# 3. Third Step: CapsLayer Architecture

### 1) License to Huadong Liao

In [None]:
"""
License: Apache-2.0
Author: Huadong Liao
E-mail: naturomics.liao@gmail.com

[ I changed very little. The base code is Naturomics' code. ]
"""

### 2) Import Modules

In [None]:
import numpy as np
import tensorflow as tf
from configurations import cfg

### 3) Set Epsilon

In [None]:
epsilon = 1e-9

### 4) CapsLayer (MAIN)

In [None]:
class CapsLayer(object):
    '''
    < ARGUMENTS >
        input: A 4-D tensor.
        num_outputs: the number of capsule in this layer.
        vec_len: integer, the length of the output vector of a capsule.
        layer_type: string, one of 'FC' or "CONV", the type of this layer,
            fully connected or convolution, for the future expansion capability
        with_routing: boolean, this capsule is routing with the
                      lower-level layer capsule.
    < OUTPUTS >
        A 4-D tensor.
    '''
    
    def __init__(self, num_outputs, vec_len, with_routing=True, layer_type='FC'):
        self.num_outputs = num_outputs
        self.vec_len = vec_len
        self.with_routing = with_routing
        self.layer_type = layer_type

        
    def __call__(self, input, kernel_size=None, stride=None):
        '''
        The parameters 'kernel_size' and 'stride' will be used while 'layer_type' equal 'CONV'
        '''
        if self.layer_type == 'CONV':
            self.kernel_size = kernel_size
            self.stride = stride

            if not self.with_routing:
                '''
                [ PrimaryCaps layer ]
                 - a convolutional layer
                     # input: [batch_size, 20, 20, 256]
                '''
                assert input.get_shape() == [cfg.batch_size, 20, 20, 256]

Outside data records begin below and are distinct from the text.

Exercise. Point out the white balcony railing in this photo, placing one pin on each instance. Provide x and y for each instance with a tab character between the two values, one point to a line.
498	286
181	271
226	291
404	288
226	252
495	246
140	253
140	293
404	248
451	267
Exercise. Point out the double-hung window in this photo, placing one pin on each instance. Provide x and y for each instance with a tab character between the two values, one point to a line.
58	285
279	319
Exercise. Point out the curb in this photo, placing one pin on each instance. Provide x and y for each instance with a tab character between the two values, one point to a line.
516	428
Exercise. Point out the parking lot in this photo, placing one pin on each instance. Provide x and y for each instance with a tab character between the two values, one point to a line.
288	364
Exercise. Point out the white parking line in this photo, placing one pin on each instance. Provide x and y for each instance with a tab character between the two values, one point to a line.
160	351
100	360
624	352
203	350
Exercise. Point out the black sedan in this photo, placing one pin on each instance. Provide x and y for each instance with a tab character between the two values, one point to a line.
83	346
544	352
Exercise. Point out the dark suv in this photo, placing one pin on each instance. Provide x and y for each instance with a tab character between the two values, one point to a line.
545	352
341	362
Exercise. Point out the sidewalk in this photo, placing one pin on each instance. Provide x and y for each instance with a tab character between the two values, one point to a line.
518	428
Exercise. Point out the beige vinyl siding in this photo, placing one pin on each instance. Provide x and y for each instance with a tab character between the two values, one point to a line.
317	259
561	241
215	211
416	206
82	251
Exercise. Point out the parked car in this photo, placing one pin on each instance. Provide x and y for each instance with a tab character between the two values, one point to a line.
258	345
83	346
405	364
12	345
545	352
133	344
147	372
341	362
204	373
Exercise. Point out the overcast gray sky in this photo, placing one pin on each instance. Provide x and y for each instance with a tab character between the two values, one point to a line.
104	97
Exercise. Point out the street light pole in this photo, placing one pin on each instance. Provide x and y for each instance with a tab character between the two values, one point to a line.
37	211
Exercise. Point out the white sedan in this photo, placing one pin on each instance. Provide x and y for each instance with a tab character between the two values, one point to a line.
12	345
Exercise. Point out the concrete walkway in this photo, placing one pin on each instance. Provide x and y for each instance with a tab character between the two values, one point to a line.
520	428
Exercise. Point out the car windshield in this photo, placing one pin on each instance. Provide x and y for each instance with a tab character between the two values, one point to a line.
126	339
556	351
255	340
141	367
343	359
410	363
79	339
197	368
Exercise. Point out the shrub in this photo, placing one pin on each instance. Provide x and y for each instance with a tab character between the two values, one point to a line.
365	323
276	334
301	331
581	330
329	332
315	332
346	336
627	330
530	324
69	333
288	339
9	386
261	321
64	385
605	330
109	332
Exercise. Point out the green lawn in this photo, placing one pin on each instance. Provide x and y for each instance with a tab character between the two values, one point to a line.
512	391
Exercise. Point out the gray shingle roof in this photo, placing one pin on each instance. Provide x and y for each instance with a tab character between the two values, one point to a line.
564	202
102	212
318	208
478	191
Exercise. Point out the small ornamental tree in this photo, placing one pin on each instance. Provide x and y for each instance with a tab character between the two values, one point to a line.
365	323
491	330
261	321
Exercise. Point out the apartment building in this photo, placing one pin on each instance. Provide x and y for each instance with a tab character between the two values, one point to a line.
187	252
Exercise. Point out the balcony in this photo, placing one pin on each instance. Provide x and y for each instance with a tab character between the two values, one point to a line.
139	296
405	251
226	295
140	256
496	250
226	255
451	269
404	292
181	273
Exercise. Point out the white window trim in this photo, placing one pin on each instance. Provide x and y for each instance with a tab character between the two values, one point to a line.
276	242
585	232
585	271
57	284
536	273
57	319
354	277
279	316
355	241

                capsules = tf.contrib.layers.conv2d(input, self.num_outputs * self.vec_len,
                                                    self.kernel_size, self.stride, padding="VALID",
                                                    activation_fn=tf.nn.relu)

                capsules = tf.reshape(capsules, (cfg.batch_size, -1, self.vec_len, 1))

                '''
                [ Shape ]
                    # [batch_size, 1152, 8, 1
                '''
                capsules = squash(capsules)
                
                assert capsules.get_shape() == [cfg.batch_size, 1152, 8, 1]
                
                return capsules

            
        if self.layer_type == 'FC':
            if self.with_routing:
                '''
                [ DigitCaps layer ]
                 - a fully connected layer
                    # Reshape the input shapel into [batch_size, 1152, 1, 8, 1]
                '''
                self.input = tf.reshape(input, shape=(cfg.batch_size, -1, 1, input.shape[-2].value, 1))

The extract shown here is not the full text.